Concert Hall, Hong Kong
Jan 18, 2018
In each of its past three concert seasons, the Hong Kong Philharmonic Orchestra, under the leadership of music director Jaap van Zweden, has presented one opera from Richard Wagner’s tetralogy Der Ring des Nibelungen, aka the Ring Cycle. The plaudits that these concerts and the commercial recordings made of them have received meant there were high expectations for Götterdämmerung (1874), the fourth, longest and toughest work in the cycle. Happily, this final instalment did not disappoint.
The orchestra, over a hundred strong, inevitably sometimes overwhelmed the solo singers, with the former just behind the latter on the stage. Daniel Brenna sounded youthful as the hero Siegfried should, but his voice and tone were wanting in power and focus respectively. As Gunther, the ruler of the Gibichung race, Shenyang had a sound that was dark and indistinct in Act One, but thereafter his voice opened up.

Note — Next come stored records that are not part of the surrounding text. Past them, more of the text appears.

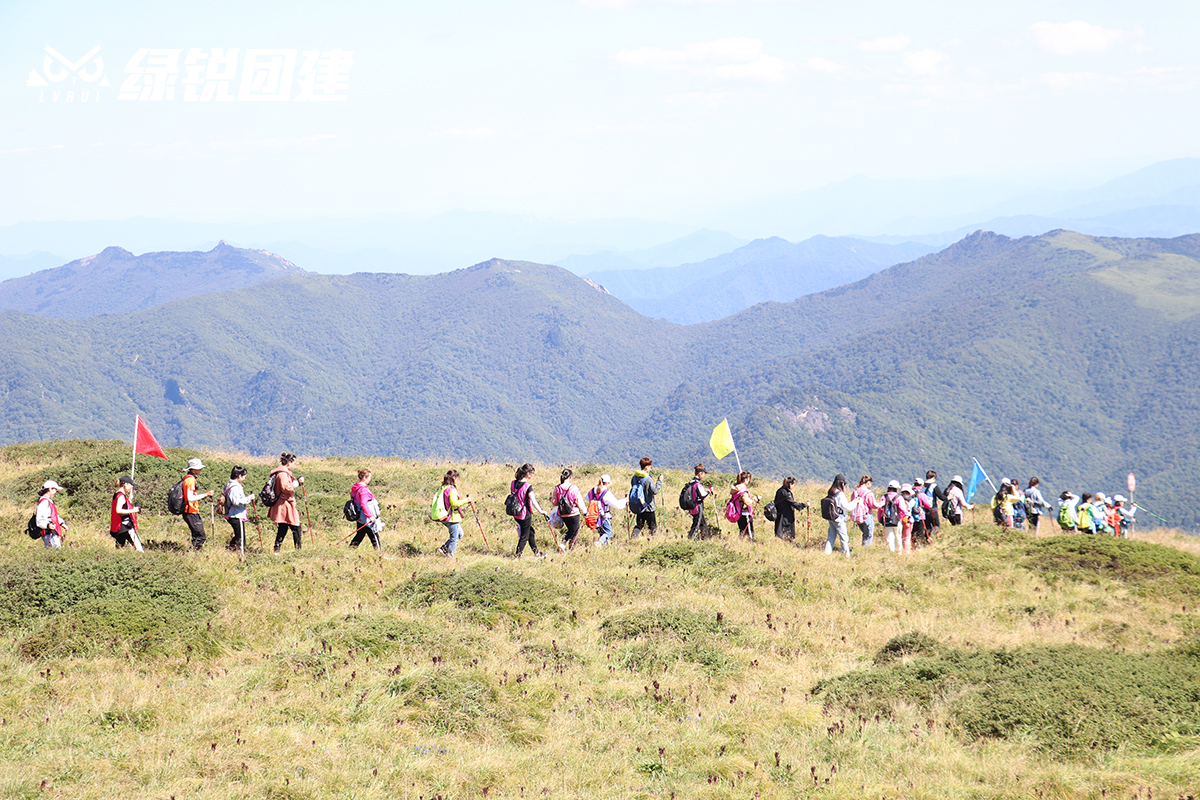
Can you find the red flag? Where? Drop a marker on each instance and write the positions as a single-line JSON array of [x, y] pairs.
[[145, 441]]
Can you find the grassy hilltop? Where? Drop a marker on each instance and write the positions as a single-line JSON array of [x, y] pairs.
[[990, 665]]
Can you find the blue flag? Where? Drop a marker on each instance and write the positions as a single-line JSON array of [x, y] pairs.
[[977, 475]]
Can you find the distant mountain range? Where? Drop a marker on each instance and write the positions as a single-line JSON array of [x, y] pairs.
[[766, 269], [115, 281], [1067, 356]]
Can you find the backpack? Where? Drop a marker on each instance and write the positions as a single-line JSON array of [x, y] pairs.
[[891, 513], [175, 498], [733, 510], [637, 494], [439, 510], [829, 509], [268, 497], [688, 495], [513, 504]]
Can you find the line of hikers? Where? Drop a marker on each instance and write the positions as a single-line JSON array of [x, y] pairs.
[[910, 513]]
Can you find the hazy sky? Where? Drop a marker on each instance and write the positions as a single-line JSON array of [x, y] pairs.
[[569, 108]]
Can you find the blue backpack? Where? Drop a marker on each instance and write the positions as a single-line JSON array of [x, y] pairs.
[[637, 494]]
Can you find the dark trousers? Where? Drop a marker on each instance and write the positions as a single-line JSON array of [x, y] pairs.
[[525, 535], [283, 531], [570, 529], [196, 524], [365, 531], [646, 519], [239, 534]]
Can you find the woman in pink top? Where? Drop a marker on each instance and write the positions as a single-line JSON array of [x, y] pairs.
[[863, 499], [285, 512]]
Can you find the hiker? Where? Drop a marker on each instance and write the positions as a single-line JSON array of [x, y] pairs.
[[936, 497], [739, 494], [641, 498], [835, 507], [601, 501], [893, 511], [569, 500], [955, 501], [1035, 504], [785, 510], [235, 501], [283, 511], [1127, 515], [864, 504], [369, 522], [123, 515], [192, 497], [699, 492], [921, 505], [451, 503], [1068, 516], [523, 492], [47, 518]]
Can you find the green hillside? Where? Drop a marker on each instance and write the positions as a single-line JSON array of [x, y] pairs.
[[989, 665]]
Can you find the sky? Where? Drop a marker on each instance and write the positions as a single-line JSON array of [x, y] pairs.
[[571, 109]]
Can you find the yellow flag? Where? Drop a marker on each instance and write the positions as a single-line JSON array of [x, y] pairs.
[[721, 440]]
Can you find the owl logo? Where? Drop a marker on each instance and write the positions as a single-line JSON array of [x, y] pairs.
[[57, 68]]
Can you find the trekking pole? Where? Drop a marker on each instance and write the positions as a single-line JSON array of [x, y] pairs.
[[304, 495], [481, 528], [257, 527]]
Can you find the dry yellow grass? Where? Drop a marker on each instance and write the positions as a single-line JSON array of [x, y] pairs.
[[544, 708]]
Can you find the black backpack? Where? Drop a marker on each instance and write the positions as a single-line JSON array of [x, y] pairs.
[[688, 495], [891, 513], [268, 497], [175, 498]]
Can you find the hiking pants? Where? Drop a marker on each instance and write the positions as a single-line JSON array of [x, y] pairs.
[[526, 534], [604, 530], [838, 534], [454, 535], [283, 531], [238, 541], [570, 529], [365, 531], [646, 519], [868, 528], [196, 524], [893, 534]]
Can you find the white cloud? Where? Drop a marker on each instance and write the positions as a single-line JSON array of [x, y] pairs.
[[1077, 82], [924, 62], [726, 59], [1078, 37], [825, 65], [893, 43]]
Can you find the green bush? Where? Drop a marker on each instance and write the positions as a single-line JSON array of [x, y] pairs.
[[97, 602], [490, 591]]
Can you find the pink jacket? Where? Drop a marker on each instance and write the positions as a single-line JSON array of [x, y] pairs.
[[285, 509]]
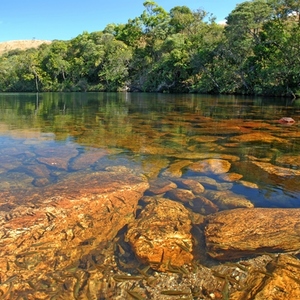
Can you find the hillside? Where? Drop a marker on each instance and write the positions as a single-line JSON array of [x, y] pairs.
[[20, 44]]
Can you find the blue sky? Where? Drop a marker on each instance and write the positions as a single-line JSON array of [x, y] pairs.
[[65, 19]]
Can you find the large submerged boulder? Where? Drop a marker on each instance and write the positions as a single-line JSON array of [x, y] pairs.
[[49, 229], [161, 235]]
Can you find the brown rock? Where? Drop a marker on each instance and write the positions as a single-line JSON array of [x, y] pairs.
[[57, 157], [212, 183], [292, 160], [231, 176], [279, 171], [236, 233], [215, 166], [180, 195], [161, 235], [204, 206], [53, 228], [175, 169], [190, 184], [282, 282], [209, 155], [87, 158], [227, 199], [36, 171], [160, 186], [257, 137]]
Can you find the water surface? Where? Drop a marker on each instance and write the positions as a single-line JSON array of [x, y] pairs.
[[150, 132]]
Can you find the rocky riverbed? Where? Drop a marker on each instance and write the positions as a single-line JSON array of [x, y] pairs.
[[115, 234]]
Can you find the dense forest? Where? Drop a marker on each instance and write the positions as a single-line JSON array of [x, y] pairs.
[[257, 52]]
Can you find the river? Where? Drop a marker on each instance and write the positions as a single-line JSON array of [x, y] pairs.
[[230, 143]]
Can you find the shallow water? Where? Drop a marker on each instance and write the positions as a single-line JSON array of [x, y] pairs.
[[54, 138], [143, 129]]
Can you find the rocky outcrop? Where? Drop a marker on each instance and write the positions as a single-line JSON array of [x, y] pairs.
[[240, 232], [161, 235], [53, 229]]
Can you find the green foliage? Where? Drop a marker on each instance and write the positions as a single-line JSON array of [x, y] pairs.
[[256, 52]]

By contrast, Eric Halfvarson sang with power and authority throughout, in a vivid and often frightening portrayal of the villain Hagen, Gunther’s half-brother. Peter Kálmán’s appearance as his dwarf father Alberich was brief but effective, so grimly did he urge his son to do evil. Gutrune, Gunther’s sister, sung by Amanda Majeski, pouring out her feelings on the death of Siegfried elicited pity for this rather passive character; it would be good to hear the vocalist in a more challenging role. As the valkyrie Waltraute, Michelle DeYoung sounded suitably gloomy and sorrowful when she told of the plight of the gods, while her sister Brünnhilde, sung by Gun-Brit Barkmin, listened in befuddlement.

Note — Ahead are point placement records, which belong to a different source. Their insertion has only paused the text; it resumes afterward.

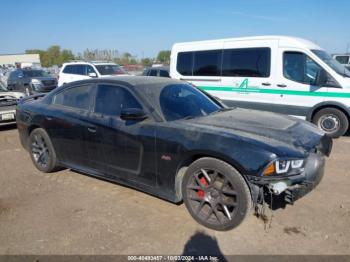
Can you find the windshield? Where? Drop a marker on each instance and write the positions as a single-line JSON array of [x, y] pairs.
[[2, 88], [35, 73], [180, 101], [334, 64], [110, 70]]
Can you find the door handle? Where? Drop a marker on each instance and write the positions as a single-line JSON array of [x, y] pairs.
[[282, 85], [92, 129]]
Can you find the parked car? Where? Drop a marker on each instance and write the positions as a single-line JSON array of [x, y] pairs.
[[343, 59], [281, 74], [8, 102], [30, 81], [170, 139], [81, 70], [161, 71]]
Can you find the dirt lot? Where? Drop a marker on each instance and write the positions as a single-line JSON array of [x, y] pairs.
[[70, 213]]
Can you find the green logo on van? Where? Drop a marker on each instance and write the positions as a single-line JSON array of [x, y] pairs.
[[244, 84]]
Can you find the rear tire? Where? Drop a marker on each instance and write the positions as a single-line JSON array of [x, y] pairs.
[[332, 121], [215, 194], [41, 151]]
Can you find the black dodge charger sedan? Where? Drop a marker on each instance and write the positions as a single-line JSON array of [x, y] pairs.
[[172, 140]]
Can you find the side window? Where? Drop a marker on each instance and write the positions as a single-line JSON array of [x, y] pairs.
[[164, 73], [13, 76], [75, 69], [300, 68], [111, 100], [343, 59], [207, 63], [68, 69], [89, 69], [247, 62], [153, 72], [185, 63], [75, 97]]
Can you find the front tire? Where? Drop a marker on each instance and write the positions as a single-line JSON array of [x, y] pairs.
[[41, 151], [215, 194], [332, 121]]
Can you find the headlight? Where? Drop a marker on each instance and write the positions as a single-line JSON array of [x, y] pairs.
[[288, 166], [36, 82]]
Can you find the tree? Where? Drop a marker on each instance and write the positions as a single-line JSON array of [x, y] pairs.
[[164, 56]]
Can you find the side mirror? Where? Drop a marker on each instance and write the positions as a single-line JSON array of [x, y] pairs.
[[322, 78], [133, 114]]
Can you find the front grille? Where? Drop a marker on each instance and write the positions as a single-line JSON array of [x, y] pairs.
[[49, 82], [325, 146]]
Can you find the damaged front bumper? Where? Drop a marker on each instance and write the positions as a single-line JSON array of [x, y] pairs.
[[291, 188]]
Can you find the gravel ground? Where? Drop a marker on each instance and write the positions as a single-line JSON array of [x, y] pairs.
[[71, 213]]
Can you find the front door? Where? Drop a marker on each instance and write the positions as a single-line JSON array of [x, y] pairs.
[[124, 149]]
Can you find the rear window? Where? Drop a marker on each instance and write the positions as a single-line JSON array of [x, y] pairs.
[[185, 63], [343, 59], [76, 97], [247, 62], [110, 70], [207, 63]]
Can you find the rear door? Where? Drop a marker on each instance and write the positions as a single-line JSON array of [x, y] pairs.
[[297, 75], [124, 149], [67, 123]]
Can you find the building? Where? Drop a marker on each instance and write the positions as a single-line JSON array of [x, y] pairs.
[[26, 60]]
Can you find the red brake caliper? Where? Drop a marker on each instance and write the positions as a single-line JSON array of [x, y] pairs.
[[203, 182]]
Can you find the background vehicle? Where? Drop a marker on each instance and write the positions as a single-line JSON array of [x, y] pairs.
[[274, 73], [161, 71], [8, 102], [170, 139], [343, 59], [30, 81], [81, 70]]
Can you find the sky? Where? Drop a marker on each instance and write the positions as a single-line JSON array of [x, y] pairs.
[[144, 27]]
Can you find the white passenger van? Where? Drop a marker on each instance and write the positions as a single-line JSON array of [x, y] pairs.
[[273, 73]]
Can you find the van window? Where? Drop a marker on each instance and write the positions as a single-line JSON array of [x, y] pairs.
[[207, 63], [247, 62], [76, 97], [300, 68], [343, 59], [75, 69], [185, 63]]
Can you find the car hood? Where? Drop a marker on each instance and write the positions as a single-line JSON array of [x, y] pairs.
[[277, 133]]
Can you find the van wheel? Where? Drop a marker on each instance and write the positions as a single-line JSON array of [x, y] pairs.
[[215, 194], [41, 151], [332, 121]]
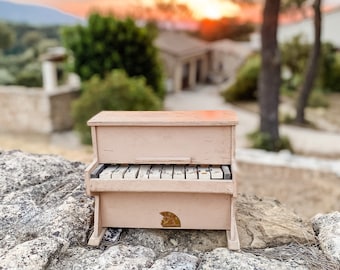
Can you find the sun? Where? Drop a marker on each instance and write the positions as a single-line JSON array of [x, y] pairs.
[[213, 9], [212, 12]]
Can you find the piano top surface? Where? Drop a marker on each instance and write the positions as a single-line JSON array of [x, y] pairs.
[[164, 118]]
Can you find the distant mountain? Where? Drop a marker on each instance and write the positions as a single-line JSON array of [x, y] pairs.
[[35, 15]]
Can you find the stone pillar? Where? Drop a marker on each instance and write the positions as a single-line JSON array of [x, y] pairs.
[[204, 69], [49, 75], [192, 73], [178, 76]]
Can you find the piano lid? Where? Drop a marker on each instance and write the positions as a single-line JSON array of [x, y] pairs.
[[164, 118]]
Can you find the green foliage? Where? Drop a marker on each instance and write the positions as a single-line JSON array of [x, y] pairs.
[[295, 53], [6, 77], [7, 36], [116, 92], [330, 79], [107, 43], [245, 85], [30, 76], [262, 141], [231, 28]]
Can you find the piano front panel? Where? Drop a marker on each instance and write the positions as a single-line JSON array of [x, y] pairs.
[[164, 145], [156, 171], [146, 210]]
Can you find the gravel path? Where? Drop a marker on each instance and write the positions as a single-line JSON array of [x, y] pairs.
[[304, 140]]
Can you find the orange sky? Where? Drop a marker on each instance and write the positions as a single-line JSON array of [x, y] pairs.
[[201, 8], [212, 9]]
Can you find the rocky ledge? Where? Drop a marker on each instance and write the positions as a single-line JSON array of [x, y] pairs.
[[46, 220]]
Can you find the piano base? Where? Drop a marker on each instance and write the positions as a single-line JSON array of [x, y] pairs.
[[165, 210], [95, 238]]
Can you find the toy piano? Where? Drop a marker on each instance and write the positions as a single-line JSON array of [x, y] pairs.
[[163, 169]]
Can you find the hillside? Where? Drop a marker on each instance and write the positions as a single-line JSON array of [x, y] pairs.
[[35, 15]]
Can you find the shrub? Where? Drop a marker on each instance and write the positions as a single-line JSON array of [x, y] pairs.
[[106, 43], [245, 85], [317, 99], [6, 77], [115, 92], [262, 141], [30, 76]]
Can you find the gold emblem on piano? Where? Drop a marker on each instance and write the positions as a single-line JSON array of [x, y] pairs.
[[170, 220]]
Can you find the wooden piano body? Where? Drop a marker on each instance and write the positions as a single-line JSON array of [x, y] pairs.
[[164, 169]]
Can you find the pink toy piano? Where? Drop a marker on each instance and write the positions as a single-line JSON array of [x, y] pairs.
[[163, 169]]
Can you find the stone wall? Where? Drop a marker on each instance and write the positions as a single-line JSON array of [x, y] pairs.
[[46, 220], [34, 110]]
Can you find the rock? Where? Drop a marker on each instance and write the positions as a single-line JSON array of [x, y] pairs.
[[176, 261], [162, 241], [327, 229], [266, 223], [223, 259], [46, 220], [34, 254]]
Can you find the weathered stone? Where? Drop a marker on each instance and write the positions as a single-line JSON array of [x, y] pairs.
[[162, 241], [223, 259], [42, 196], [176, 261], [34, 254], [46, 219], [327, 229], [266, 223]]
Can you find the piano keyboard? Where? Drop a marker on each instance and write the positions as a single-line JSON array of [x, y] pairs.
[[176, 172]]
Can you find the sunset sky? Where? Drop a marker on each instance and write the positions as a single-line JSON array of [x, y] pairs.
[[212, 9]]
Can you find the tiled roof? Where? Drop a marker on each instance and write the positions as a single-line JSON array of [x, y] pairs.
[[180, 44]]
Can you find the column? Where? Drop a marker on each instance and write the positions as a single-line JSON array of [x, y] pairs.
[[178, 76], [49, 75]]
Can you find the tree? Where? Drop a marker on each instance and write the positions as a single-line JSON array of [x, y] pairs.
[[115, 92], [7, 36], [270, 74], [106, 43], [311, 67]]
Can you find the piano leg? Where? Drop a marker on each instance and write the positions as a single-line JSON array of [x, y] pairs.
[[232, 235], [98, 231]]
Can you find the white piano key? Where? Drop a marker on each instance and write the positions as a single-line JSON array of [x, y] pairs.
[[107, 172], [143, 172], [119, 172], [216, 172], [131, 172], [203, 172], [167, 171], [96, 172], [155, 172], [178, 172], [226, 172], [191, 172]]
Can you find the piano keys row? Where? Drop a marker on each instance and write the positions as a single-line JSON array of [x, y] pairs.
[[179, 172]]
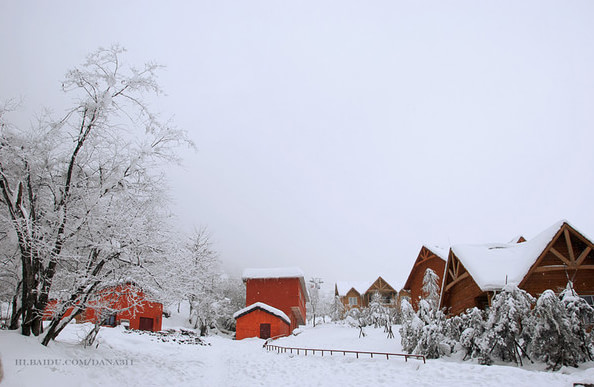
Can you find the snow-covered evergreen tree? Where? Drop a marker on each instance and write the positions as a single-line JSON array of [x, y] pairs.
[[581, 316], [337, 310], [430, 289], [505, 338], [411, 328], [378, 314], [431, 339]]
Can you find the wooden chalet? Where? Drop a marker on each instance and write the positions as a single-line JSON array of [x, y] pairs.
[[430, 257], [274, 298], [360, 294], [123, 303], [475, 273]]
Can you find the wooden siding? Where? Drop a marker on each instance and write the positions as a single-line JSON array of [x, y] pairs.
[[285, 294], [248, 325], [460, 291], [351, 293]]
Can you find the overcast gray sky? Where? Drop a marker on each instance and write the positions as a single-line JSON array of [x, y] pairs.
[[339, 136]]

Barkmin is a fine Brünnhilde, which is crucial to the success of any performance of Götterdämmerung. Hers isn’t the biggest of voices, but it projected well and possessed a poised calmness. She was affecting when fearful of her abductor; fearsome when she realised that he was none other than her lover Siegfried; and dignified, as befits an erstwhile valkyrie, when preparing to alter the world order in the final Immolation Scene. Her achievement is all the more impressive considering that this was the first time she had ever performed the role.

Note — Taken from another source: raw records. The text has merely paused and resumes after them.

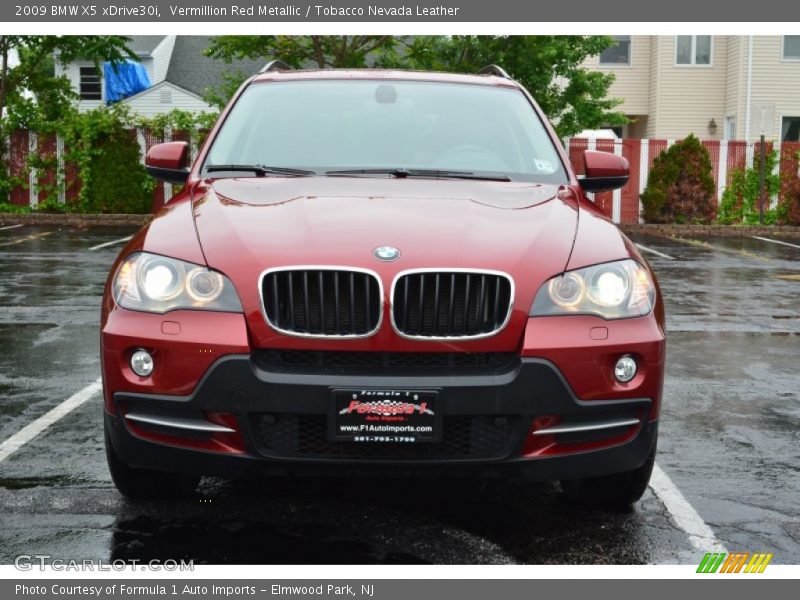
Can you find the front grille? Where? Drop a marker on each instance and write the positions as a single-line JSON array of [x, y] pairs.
[[451, 304], [322, 302], [463, 437], [361, 361]]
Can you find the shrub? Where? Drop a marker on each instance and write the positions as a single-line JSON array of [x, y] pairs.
[[790, 188], [680, 187], [740, 199]]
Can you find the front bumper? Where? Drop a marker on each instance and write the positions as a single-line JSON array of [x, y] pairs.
[[279, 416]]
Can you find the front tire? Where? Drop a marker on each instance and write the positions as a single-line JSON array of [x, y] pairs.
[[619, 490], [147, 484]]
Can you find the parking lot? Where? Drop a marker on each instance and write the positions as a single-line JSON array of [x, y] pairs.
[[728, 468]]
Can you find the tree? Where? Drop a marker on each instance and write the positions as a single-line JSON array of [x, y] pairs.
[[334, 51], [30, 87], [31, 95], [680, 186]]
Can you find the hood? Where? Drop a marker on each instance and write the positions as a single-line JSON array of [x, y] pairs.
[[251, 224]]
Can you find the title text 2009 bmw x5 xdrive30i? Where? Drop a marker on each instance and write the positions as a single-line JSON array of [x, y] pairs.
[[381, 271]]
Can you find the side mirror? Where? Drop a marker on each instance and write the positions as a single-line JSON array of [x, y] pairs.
[[168, 162], [604, 171]]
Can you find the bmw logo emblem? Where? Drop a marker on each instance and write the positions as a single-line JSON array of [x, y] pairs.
[[386, 253]]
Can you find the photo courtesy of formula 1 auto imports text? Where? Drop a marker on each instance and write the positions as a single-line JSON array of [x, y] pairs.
[[385, 300]]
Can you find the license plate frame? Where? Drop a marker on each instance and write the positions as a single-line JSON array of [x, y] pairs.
[[385, 416]]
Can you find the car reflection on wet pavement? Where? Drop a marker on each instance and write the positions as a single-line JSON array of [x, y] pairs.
[[729, 442]]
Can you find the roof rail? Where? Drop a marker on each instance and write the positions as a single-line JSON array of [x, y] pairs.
[[494, 70], [275, 65]]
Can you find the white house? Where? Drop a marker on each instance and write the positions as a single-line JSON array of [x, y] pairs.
[[721, 86], [179, 72]]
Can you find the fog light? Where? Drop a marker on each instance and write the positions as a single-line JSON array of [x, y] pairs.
[[625, 369], [142, 363]]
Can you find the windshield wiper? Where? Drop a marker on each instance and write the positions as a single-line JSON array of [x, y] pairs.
[[400, 173], [261, 170]]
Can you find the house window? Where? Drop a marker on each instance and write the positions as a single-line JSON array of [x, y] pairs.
[[619, 53], [790, 129], [730, 128], [90, 85], [791, 47], [693, 50]]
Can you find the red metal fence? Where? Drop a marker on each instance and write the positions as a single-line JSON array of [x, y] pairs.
[[622, 205]]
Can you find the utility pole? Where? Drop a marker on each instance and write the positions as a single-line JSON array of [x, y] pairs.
[[761, 191]]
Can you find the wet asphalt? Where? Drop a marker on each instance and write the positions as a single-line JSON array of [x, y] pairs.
[[729, 439]]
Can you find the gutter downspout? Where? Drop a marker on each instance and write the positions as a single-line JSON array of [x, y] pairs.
[[749, 89]]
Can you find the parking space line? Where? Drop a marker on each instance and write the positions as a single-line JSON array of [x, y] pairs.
[[683, 514], [707, 246], [30, 431], [111, 243], [26, 238], [755, 237], [656, 252]]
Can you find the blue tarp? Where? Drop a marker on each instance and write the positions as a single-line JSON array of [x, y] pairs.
[[124, 79]]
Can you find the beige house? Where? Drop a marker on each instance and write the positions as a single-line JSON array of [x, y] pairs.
[[717, 87]]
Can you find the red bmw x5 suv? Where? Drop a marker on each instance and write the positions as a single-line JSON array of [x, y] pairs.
[[382, 272]]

The combined forces of the Bamberg Symphony Chorus and the State Choir Latvija — plus just eight performers from the Hong Kong Philharmonic Chorus — had been trained by Eberhard Friedrich, chorus master of the Bayreuth Festival, and produced an idiomatic Wagnerian sound, singing as the uncouth Gibichungs with a raw vigour. Van Zweden generally adopted swift tempi, and the performance never dragged; it clocked in at just four hours 24 minutes. The orchestra played valiantly throughout and showed no sign of fatigue, even at the end of Act Three. Its powers of depiction were remarkable, for example of the complex emotions of Brünnhilde in Act Two when Siegfried’s betrayal dawned on her, while all of the orchestral interludes had a great cinematic quality to them. This was a strong conclusion of Hong Kong’s first-ever Ring Cycle, and a milestone for the Philharmonic.